Liveness and Readiness Failing Together: Why Startup Probes Exist

3:22 AM. API service, both probes share a /health endpoint, a developer renamed it to /api/v1/health in a "cleanup" PR that also passed review. Readiness fails at T+8, traffic drains, Service endpoints go empty, the loadbalancer starts returning 503 to every request. At T+14 liveness trips its threshold and the kubelet SIGKILLs the container. Container restarts, same renamed route, same failure, same outage. The dashboard looks like the service has been unplugged. Two kubelet controllers are arguing about whether this pod should even exist, and I have to untangle which failure came first before I can stop the bleeding.

The scenario

◆ DAY 7 · APP · PROBE COMPARISON

Two probes, two behaviours. One gates traffic. One gates restarts.

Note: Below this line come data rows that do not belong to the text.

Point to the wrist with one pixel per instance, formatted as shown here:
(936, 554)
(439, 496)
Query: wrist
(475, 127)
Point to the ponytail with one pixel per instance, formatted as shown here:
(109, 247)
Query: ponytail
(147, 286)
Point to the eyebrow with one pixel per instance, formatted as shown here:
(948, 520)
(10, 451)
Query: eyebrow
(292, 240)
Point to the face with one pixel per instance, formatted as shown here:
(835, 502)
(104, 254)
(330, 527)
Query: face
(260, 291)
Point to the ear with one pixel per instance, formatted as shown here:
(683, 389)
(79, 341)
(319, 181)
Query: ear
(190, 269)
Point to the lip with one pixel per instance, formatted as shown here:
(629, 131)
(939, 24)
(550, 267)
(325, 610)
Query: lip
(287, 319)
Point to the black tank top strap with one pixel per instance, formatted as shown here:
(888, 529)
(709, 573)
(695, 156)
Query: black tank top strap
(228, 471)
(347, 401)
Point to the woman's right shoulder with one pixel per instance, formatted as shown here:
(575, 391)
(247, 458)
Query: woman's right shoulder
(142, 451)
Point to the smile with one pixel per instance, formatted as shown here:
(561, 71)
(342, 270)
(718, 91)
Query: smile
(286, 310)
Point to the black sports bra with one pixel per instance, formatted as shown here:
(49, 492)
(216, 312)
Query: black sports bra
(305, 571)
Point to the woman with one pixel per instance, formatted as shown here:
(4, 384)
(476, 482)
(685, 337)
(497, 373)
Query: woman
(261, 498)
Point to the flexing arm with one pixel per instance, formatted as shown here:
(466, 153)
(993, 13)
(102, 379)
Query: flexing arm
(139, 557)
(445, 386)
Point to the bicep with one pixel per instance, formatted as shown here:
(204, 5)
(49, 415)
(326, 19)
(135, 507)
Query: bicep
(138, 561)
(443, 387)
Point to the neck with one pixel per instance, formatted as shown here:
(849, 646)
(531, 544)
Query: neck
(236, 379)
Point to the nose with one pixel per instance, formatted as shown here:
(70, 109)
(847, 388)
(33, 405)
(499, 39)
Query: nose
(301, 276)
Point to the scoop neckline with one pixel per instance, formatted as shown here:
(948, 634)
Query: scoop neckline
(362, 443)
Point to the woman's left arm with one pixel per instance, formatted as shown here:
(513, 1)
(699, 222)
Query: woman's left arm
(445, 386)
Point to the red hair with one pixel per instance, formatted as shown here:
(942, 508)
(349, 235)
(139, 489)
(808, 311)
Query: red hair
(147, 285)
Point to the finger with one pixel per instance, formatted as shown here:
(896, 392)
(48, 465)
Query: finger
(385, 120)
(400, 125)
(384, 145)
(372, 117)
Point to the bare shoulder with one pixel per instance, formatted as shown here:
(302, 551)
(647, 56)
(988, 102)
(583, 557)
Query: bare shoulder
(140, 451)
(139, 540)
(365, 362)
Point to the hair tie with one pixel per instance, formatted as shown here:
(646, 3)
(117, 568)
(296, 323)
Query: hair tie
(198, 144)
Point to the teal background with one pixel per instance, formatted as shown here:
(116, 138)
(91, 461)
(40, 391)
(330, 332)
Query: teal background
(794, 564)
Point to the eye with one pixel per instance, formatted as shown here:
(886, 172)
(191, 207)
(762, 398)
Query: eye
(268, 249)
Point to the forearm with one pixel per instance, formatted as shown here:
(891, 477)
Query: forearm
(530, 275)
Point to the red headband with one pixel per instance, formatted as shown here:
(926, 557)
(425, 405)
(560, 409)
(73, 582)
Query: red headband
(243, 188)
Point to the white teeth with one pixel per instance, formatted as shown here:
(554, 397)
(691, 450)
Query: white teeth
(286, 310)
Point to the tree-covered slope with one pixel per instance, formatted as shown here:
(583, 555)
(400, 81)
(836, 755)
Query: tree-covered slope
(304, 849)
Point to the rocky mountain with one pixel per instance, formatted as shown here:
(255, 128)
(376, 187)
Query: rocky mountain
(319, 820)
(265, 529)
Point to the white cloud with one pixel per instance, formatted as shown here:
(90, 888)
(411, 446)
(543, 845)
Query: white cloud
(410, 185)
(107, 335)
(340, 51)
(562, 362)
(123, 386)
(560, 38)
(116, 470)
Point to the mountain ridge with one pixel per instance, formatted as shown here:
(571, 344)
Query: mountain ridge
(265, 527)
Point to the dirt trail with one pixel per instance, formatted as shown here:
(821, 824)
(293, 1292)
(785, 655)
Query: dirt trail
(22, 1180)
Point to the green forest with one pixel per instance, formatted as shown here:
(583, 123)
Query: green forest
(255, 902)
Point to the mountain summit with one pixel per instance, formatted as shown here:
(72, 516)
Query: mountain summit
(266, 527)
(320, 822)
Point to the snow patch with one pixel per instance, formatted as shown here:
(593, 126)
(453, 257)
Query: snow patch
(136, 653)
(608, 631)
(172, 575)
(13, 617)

Readiness and liveness probes look identical in YAML but have completely different consequences when they fail. Use the wrong one and you either take traffic during a deploy or restart-loop a pod that is perfectly healthy.

FIGURE07 / 35

Readiness failure: pod stays alive

kubelet sets Ready=False on the PodCondition. The process keeps running — no kill, no restart. The pod can recover without kubelet touching it if the probe starts passing again.

Removed from Endpoints — traffic drains

The Endpoints controller watches PodConditions. A Ready=False pod moves to notReadyAddresses. kube-proxy removes its iptables/IPVS rules. No traffic reaches the pod until it passes again.

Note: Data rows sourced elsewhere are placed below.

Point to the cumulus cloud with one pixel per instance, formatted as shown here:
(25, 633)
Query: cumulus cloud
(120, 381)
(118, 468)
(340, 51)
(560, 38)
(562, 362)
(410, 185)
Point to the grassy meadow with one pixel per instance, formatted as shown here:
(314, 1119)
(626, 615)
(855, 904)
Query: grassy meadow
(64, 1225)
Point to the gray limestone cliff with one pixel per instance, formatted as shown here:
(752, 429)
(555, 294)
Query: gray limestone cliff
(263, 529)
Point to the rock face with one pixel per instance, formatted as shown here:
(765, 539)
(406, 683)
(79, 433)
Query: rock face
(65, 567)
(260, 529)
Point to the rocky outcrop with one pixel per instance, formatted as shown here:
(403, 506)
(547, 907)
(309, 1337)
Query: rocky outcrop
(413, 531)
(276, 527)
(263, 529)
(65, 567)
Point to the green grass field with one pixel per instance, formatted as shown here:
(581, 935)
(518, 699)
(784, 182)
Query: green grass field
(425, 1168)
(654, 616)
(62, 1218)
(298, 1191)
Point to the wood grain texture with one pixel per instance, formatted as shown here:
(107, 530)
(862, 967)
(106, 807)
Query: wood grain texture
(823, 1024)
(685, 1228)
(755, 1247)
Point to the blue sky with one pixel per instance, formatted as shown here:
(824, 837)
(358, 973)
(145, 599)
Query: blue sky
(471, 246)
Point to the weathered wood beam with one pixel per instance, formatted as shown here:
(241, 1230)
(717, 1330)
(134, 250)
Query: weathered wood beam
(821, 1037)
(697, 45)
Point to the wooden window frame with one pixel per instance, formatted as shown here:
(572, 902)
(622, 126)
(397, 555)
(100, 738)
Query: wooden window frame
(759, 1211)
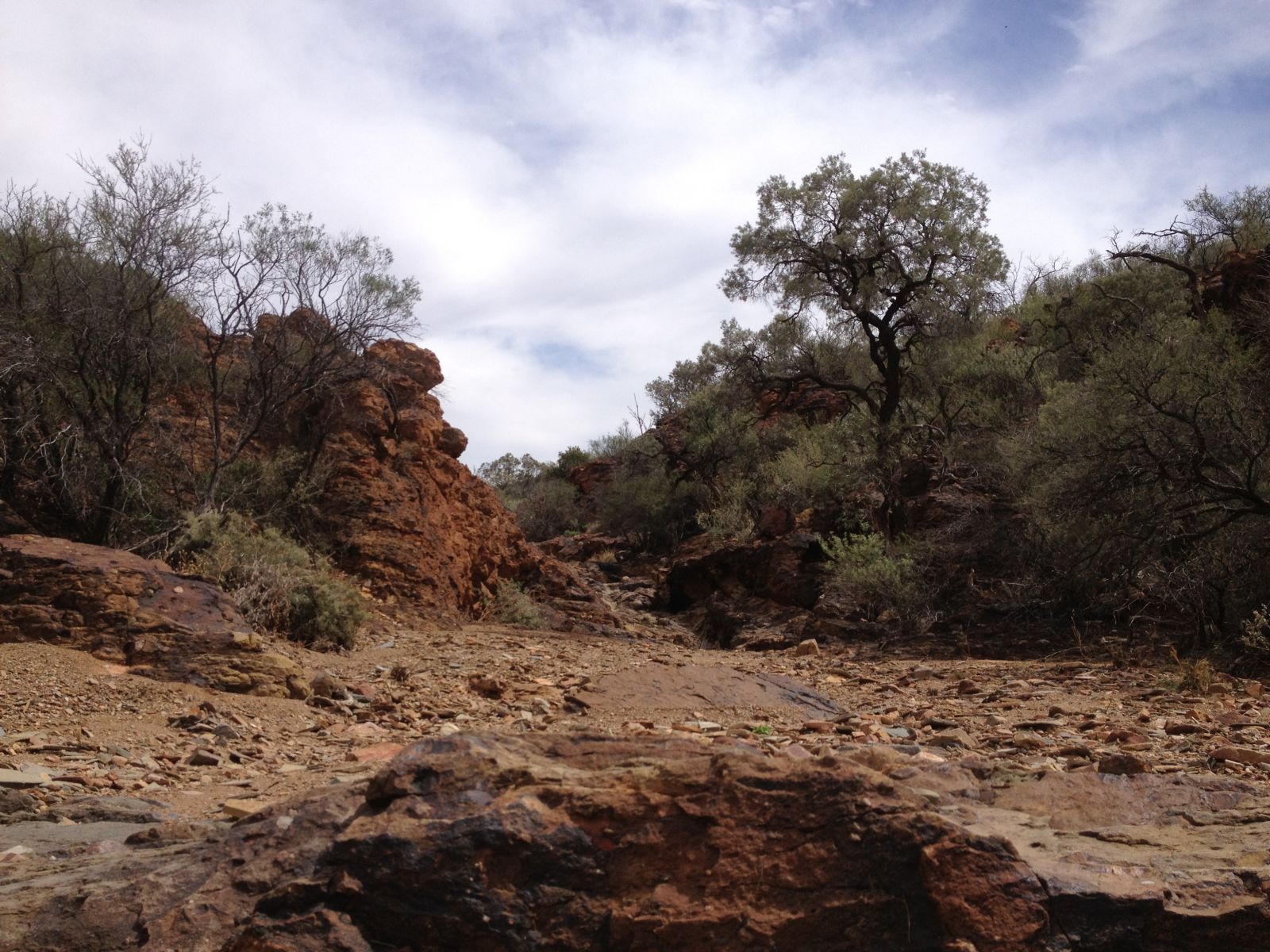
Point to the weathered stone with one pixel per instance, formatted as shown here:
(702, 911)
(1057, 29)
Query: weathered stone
(597, 842)
(135, 611)
(1122, 765)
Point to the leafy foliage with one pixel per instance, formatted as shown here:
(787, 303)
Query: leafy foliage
(277, 583)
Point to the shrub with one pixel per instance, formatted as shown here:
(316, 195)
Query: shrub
(730, 518)
(514, 606)
(548, 509)
(861, 568)
(276, 582)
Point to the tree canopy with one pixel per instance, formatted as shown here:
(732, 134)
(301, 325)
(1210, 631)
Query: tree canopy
(887, 259)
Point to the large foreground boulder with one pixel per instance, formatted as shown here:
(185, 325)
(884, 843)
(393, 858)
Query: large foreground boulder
(135, 611)
(482, 842)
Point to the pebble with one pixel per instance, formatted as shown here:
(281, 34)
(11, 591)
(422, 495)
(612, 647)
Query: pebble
(1123, 765)
(1241, 755)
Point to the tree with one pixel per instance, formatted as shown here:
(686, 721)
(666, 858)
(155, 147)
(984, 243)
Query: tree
(887, 260)
(89, 298)
(1194, 245)
(139, 294)
(285, 310)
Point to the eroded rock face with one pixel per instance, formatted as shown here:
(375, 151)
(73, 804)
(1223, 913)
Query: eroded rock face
(484, 842)
(135, 611)
(404, 514)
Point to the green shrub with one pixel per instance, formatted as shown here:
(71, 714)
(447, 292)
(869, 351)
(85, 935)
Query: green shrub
(861, 568)
(730, 518)
(549, 508)
(276, 582)
(514, 606)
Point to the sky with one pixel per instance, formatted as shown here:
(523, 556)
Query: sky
(563, 177)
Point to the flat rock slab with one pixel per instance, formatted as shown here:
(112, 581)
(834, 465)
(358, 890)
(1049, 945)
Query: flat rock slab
(718, 689)
(579, 842)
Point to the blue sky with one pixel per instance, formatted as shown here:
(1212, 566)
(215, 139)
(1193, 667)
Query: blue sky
(564, 177)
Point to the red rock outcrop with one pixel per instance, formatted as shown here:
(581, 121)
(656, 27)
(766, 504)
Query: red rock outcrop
(406, 516)
(483, 842)
(135, 611)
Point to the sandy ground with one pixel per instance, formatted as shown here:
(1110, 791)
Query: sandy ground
(74, 725)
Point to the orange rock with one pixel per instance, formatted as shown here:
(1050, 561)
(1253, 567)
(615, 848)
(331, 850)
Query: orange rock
(378, 752)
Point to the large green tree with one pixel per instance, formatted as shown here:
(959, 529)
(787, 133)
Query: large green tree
(883, 260)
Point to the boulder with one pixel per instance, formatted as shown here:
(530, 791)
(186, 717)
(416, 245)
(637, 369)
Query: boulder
(583, 842)
(406, 516)
(135, 611)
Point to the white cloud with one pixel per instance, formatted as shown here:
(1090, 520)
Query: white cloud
(571, 171)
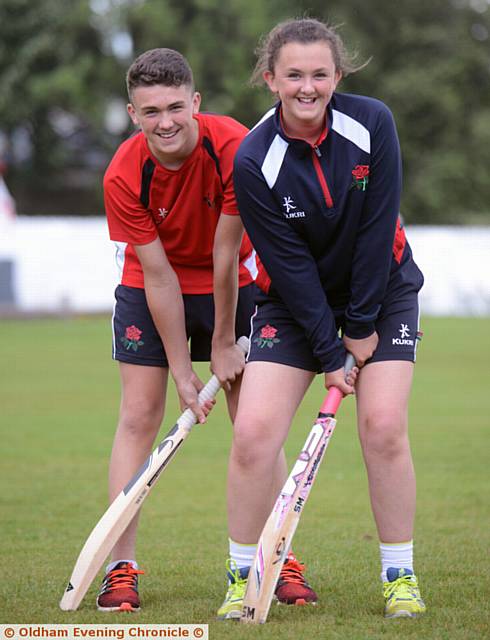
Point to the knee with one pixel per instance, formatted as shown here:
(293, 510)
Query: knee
(252, 448)
(384, 433)
(139, 417)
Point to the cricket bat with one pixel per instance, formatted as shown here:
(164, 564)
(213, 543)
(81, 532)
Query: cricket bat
(277, 534)
(115, 520)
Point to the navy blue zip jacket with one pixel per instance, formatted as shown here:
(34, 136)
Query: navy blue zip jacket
(324, 218)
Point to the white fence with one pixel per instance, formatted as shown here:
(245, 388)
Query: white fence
(68, 265)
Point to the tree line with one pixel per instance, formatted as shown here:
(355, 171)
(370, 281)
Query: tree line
(63, 62)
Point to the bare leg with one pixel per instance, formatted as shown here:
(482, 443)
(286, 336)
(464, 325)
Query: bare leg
(383, 390)
(141, 413)
(281, 469)
(269, 397)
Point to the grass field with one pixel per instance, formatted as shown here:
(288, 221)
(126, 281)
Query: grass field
(59, 395)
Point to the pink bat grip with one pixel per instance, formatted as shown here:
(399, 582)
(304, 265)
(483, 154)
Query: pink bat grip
(334, 396)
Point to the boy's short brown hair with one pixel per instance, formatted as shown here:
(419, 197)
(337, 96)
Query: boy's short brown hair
(159, 66)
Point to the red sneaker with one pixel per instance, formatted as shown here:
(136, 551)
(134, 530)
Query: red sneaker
(292, 587)
(119, 590)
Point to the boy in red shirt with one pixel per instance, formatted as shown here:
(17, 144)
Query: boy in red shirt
(186, 271)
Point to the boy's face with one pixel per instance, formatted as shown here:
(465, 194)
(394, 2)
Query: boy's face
(165, 115)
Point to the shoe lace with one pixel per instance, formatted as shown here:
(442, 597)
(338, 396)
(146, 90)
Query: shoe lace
(233, 570)
(123, 578)
(292, 571)
(403, 586)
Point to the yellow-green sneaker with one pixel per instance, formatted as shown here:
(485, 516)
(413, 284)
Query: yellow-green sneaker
(402, 595)
(231, 609)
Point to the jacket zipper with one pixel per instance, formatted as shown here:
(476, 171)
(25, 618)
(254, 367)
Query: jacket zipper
(321, 177)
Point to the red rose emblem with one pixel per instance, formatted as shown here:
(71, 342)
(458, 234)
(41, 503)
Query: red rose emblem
(360, 171)
(268, 332)
(133, 333)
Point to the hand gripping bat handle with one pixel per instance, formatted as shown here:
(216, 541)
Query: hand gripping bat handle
(334, 396)
(188, 418)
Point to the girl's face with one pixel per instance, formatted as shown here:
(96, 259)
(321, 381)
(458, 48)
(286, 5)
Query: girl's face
(305, 78)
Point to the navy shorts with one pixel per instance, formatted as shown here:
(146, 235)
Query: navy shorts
(135, 338)
(277, 337)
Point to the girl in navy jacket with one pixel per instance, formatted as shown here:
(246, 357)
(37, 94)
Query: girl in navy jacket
(318, 183)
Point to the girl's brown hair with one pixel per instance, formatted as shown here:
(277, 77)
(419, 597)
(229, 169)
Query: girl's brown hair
(304, 31)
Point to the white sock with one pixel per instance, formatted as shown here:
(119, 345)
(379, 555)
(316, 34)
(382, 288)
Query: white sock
(112, 565)
(398, 555)
(242, 554)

Liveness failure: kubelet kills the container

After failureThreshold consecutive failures kubelet sends SIGTERM, then SIGKILL after terminationGracePeriodSeconds. The container is restarted per restartPolicy. Every liveness kill increments restartCount.

Wrong probe, wrong consequence

Use liveness on a slow-starting pod and kubelet kills it in a restart loop. Use readiness as a health gate during a deploy and traffic drains but the container stays running and can recover. Choose the probe type that matches the recovery you want.

Side-by-side: readiness failure drains the pod from Endpoints while it keeps running; liveness failure triggers a kubelet container kill and restart.

Two side-by-side panels. Left: readiness probe fails, pod moves to notReadyAddresses, traffic stops but pod keeps running. Right: liveness probe fails, kubelet kills and restarts the container.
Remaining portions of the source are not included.